Another good message, strengthened by the simple illustration, that would be good in a child's room (unlike, of course, "Drink More Gin"). Start em thinking as you hope they'll go on etc. It's 40cm x 50cm (nice standard Ikea frame size...), is printed on heavy paper and there are only 100 of each colour (yellow, blue and black) and costs £47.50. Find it at the Keep Calm gallery.


And why say "bye" when you can say "hi"? 40cm x 50cm print also from the Keep Calm Gallery – and a snip at just £20.

Posh prints, swish wall stickers and affordable art

Maybe you can afford some serious one-off pieces of art for your walls. Maybe you can afford one or two. Maybe you're broke and your walls are bare. 

Either way - why not brighten up that blank space you're staring at with one of these tasty bits of design. The first in a series of three... 



This retro-style double decker bus print, 50 x 70cm, is just £15 from the V&A shop and designed by Japanese illustrator Takashi Furuya. You can find more of his lovely work at this online shop and, if you can read Japanese, learn about the artist on his personal website. Even if you can't read Japanese, it's a very sweet site and still worth a glance.

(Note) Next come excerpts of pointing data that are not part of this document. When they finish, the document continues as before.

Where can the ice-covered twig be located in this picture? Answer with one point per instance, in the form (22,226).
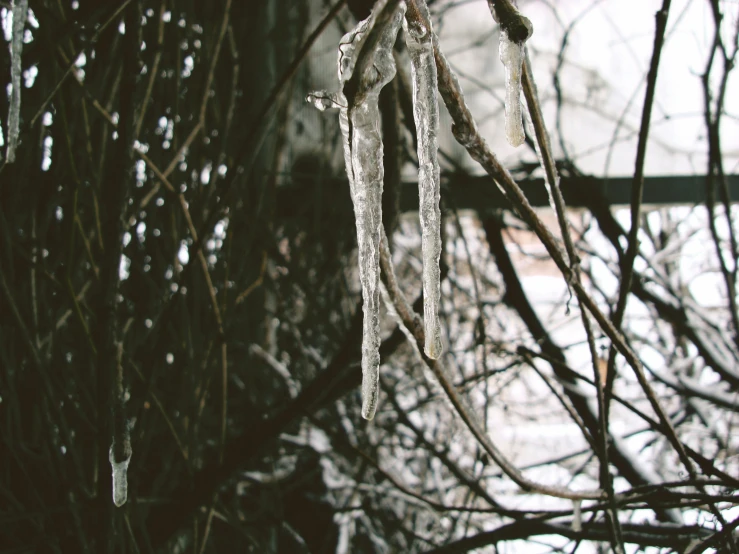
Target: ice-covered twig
(366,65)
(20,12)
(426,116)
(366,161)
(515,29)
(119,465)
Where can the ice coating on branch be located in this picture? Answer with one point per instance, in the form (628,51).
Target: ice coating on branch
(361,125)
(359,120)
(322,100)
(511,54)
(426,115)
(120,475)
(20,12)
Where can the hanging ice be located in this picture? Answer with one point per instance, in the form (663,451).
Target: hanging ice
(359,120)
(20,12)
(120,474)
(366,165)
(426,115)
(512,55)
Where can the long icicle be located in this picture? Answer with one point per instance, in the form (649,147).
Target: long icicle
(359,120)
(367,152)
(20,13)
(426,114)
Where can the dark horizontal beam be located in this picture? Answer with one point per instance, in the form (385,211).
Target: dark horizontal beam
(479,193)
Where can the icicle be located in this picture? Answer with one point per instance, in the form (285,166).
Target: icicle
(120,477)
(366,150)
(20,12)
(515,29)
(426,115)
(511,54)
(360,126)
(576,516)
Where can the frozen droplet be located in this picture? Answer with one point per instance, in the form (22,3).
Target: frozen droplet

This pretty 1880 Yellow Bird print, by the Edward Lear, who is perhaps more famous for his crazy limericks, is quite weeny, at just 20x25cm, but costs just £10 and is one of a series of six from the V&A shop. Random Lear facts (if Wikipedia is to be believed): he was employed by the Zoological Society to draw birds, and briefly gave drawing lessons to Queen Victoria.


I want one of these Moose-heads from the Keep Calm Gallery. In fact I might want at least six of them for one big, bare and perplexing wall in the sitting room. I love, love, love them. But I also love the donkey wall sticker that I'll come to next time. And the idea of a whole wall of Penguin Classic postcards (see below), or some more of the garishly brilliant John Hinde prints from the incredible Martin Parr edited Butlin's book that I have just realised I really ought to blog about... But back to the Moose: he's £18, measures 546mm x 349mm and comes hand-printed on brown recycled kraft paper. Not sure what that is but it looks nice. 

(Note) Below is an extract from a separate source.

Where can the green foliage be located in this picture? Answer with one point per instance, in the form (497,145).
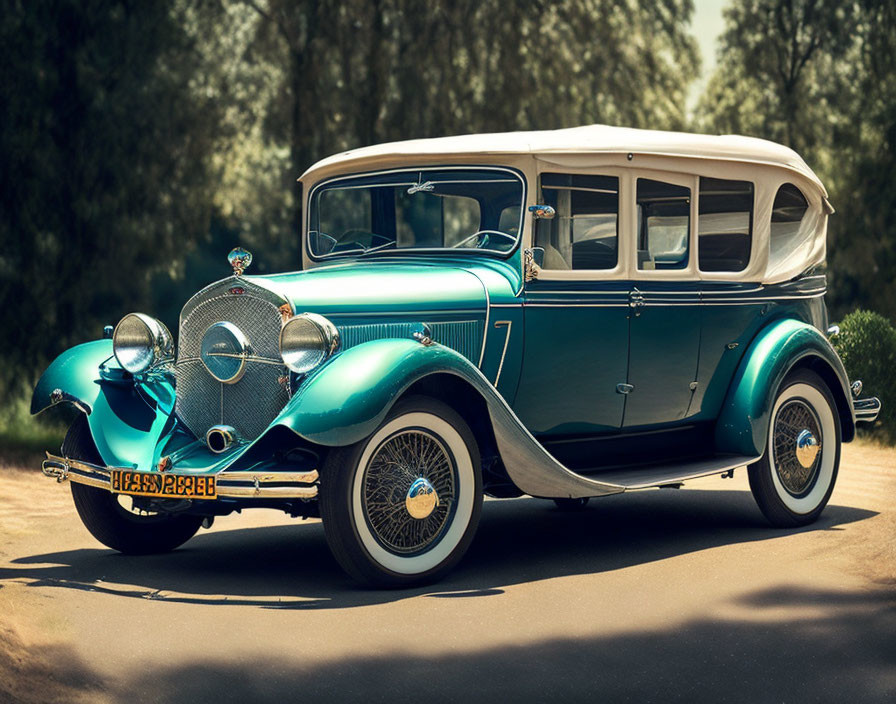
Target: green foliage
(867,345)
(818,75)
(105,141)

Purchase this chirpy poster and When life gives you lemons you'll now know what to do. This uplifting old-school looking print is designed by Douglas Wilson (check out the very chirpy portrait of the typeface-mad artist on his own site: bold outfit!). The posters are hand pressed using an antique wooden type, making each one unique. They're £30 unframed and also come from the Keep Calm Gallery


Got a big wall to fill? Make a gallery of as many Penguin Classics postcards as you can muster (there are 100 in the box) and stick them in post-card sized frames (Ikea's cardboard ones are good for mass framing and don't look like cardboard if you squint - or even if you stand quite close). Or just pick your favourite jacket and stick it in a dinky-sized spot in a more extravagant frame. Staggeringly good value at just £14.99 from the Penguin online shop.
If, like me, the brutalist concrete archictecture of London's Southbank makes you go a bit oooooh, then this limited edition Southbank Centre graphic print by Paul Catherall, which measures £40x80cm, might be worth forking out £180 for. It's a lino-cut print, something Mr Catherall has become rather famous for, and there's also his take on the Hayward Gallery and several others to peruse. For more of Paul's prints, featuring other parts of London (and New York) in colourful and monochrome graphic form try the Paul Catherall website. I love his version of the Barbican Centre.